The Japanese auto shows comes every two years and has a tradition of bringing some of the craziest, most innovative or pretty damn weird concept vehicles – and since this year marks the show’s return to prime time, we’re going to see a flurry of them on display.
For example, Honda is going to bring next to the already well known Asimo robot the Wander Walker, a concept vehicle that bears a striking resemblance to a phone booth fitted with wheels. Naturally there are also those prototypes that are wild and very serious – because they preview a series model to come in the near future. We also have a huge assortment of models – including alternate fuels – that will potentially change the face of the automotive history in the years to come. Naturally, global producers will be very subtle at the event, a move compensated by Toyota, Nissan, Honda and Mazda. Here are some of the most important debuts to look for at the Japanese fair.
Toyota is bringing numerous products, rekindling its world dominance of the auto market it just recaptured from Volkswagen. Among them we can find the S-FR concept – a show car that might reach production series almost unchanged, showcasing a retro sports car that could yield a three sports car line-up for the automaker. It’s also coming with the FCV Plus, a concept designed to signal the carmaker is not done innovating in the field and is constantly refining and bringing down the costs of the alternative-power technology. Its luxury division Lexus is bringing a concept that will transform later on in the all-new generation LS flagship sedan.
Mazda is finally letting us know the famed rotary-engine equipped RX-8 will receive a successor – the RX-Vision, complete with rotary engine to complement the off the beat sports car. “The RX-Vision represents a vision of the future that harbors the soul of the Mazda brand,” comments the company, which renders hopes for a production future of the concept.

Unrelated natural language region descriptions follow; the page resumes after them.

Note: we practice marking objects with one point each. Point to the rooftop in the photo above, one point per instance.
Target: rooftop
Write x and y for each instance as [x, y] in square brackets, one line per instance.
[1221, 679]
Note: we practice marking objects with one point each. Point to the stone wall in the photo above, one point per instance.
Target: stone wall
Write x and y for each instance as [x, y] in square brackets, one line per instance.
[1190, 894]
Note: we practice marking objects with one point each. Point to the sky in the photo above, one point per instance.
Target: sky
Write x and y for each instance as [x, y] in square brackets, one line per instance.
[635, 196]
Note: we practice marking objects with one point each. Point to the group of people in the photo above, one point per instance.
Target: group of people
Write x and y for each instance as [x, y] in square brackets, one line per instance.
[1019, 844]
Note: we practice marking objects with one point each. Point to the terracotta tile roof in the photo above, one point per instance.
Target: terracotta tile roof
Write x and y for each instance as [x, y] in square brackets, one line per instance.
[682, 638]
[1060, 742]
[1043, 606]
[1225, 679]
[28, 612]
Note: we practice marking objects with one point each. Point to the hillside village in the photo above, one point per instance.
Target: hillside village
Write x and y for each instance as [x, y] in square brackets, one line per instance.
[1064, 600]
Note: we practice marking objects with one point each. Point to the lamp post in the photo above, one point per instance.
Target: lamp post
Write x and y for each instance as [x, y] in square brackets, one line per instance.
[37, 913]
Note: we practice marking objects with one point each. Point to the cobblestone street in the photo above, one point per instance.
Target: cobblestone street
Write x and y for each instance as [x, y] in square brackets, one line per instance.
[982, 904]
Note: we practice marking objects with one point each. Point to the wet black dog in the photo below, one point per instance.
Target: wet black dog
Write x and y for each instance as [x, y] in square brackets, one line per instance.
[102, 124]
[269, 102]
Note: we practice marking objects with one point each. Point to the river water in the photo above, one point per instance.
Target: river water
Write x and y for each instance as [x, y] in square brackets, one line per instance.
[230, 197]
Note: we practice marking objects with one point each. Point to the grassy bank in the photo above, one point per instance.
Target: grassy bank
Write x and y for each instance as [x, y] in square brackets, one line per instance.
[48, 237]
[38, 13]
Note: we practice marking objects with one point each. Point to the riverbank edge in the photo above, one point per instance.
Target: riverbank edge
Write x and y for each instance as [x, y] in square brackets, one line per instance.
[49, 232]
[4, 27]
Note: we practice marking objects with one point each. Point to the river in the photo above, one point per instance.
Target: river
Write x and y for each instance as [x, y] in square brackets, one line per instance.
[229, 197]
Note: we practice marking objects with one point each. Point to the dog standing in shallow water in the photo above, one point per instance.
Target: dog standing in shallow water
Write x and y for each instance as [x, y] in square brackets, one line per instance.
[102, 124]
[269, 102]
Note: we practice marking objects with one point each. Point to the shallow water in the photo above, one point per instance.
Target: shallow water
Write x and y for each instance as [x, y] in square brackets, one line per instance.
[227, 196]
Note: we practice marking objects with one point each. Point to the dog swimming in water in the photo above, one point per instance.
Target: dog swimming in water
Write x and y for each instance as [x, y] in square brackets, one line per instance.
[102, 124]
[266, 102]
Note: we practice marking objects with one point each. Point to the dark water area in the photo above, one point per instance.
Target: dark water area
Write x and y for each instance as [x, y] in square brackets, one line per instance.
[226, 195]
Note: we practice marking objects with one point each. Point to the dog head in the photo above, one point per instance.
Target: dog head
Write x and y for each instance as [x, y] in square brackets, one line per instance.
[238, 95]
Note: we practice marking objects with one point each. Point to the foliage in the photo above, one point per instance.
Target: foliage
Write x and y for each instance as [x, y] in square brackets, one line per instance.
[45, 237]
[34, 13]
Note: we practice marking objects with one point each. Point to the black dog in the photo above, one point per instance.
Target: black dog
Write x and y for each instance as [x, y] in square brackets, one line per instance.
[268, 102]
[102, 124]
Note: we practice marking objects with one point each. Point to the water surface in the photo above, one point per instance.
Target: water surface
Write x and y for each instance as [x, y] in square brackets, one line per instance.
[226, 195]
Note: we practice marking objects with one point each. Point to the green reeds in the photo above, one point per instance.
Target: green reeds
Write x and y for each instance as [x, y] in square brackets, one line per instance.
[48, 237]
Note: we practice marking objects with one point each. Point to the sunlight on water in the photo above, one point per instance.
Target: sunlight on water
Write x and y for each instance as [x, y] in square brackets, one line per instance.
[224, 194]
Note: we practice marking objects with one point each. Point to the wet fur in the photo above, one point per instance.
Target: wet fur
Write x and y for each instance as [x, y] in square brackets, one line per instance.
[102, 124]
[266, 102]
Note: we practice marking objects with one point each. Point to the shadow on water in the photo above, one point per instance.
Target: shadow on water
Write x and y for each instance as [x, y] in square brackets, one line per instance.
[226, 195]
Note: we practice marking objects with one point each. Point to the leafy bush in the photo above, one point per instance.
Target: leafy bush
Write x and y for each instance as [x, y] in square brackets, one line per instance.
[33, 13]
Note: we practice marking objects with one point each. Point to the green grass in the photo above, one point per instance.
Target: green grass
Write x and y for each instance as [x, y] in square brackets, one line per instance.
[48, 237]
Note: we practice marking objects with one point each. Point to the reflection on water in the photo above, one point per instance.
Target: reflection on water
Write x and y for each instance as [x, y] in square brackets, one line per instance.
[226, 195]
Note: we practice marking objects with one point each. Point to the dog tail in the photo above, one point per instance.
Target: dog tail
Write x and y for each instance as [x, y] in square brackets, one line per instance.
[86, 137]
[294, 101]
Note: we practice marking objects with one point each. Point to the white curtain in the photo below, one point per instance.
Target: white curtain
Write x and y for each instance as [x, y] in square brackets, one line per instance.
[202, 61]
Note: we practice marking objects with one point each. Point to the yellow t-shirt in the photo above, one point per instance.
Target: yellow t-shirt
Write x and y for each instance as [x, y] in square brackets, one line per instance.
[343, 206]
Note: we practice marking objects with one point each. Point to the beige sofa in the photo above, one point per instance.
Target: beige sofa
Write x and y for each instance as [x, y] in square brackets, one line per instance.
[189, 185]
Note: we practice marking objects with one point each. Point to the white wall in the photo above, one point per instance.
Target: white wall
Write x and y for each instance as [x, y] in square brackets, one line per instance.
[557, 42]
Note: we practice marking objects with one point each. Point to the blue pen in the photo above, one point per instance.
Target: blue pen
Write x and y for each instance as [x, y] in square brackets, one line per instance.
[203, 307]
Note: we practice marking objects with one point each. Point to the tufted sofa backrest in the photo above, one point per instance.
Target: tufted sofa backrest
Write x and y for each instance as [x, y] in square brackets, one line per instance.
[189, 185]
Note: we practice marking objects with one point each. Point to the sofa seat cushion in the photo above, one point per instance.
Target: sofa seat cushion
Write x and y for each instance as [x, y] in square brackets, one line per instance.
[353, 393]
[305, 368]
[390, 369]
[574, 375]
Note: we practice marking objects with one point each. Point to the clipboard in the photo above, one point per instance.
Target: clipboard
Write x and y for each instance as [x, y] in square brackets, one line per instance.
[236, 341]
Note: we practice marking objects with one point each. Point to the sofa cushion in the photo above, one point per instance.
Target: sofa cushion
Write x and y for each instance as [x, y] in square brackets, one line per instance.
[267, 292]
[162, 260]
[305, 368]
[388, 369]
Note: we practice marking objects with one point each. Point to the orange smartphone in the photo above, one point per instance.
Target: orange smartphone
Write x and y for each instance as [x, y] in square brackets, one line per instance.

Motorcycle experts Yamaha have turned their attention on the bigger brethrens with four wheels, preparing a concept car rumored to have been designed with input from Gordon Murray, better known for his Formula One race cars.
Honda is also out looking for a successor to the limited production Clarity FCV and will bring to Tokyo the model – a 5-seat sedan hydrogen car that would go on sale next year and come as a larger alternative to the Toyota Mirai. Nissan meanwhile is pushing ahead with its drive to harness the power of batteries, but this time in autonomous mode – the Autonomous EV Concept should also act as a preview for the next generation Leaf electric. A fully fledged world debut comes from British automaker Mini, which has decided to use Tokyo as the venue for its latest generation Convertible.
We’re also being treated to an assortment of crazy stuff – such as the Nissan Teatro for Dayz, or the real world version of its Concept 2020 Vision Gran Turismo videogame car. Toyota is also playing this trump card with the minimalist Kikai and Mitsubishi might join the autonomous pack with the edgy Emirai concept.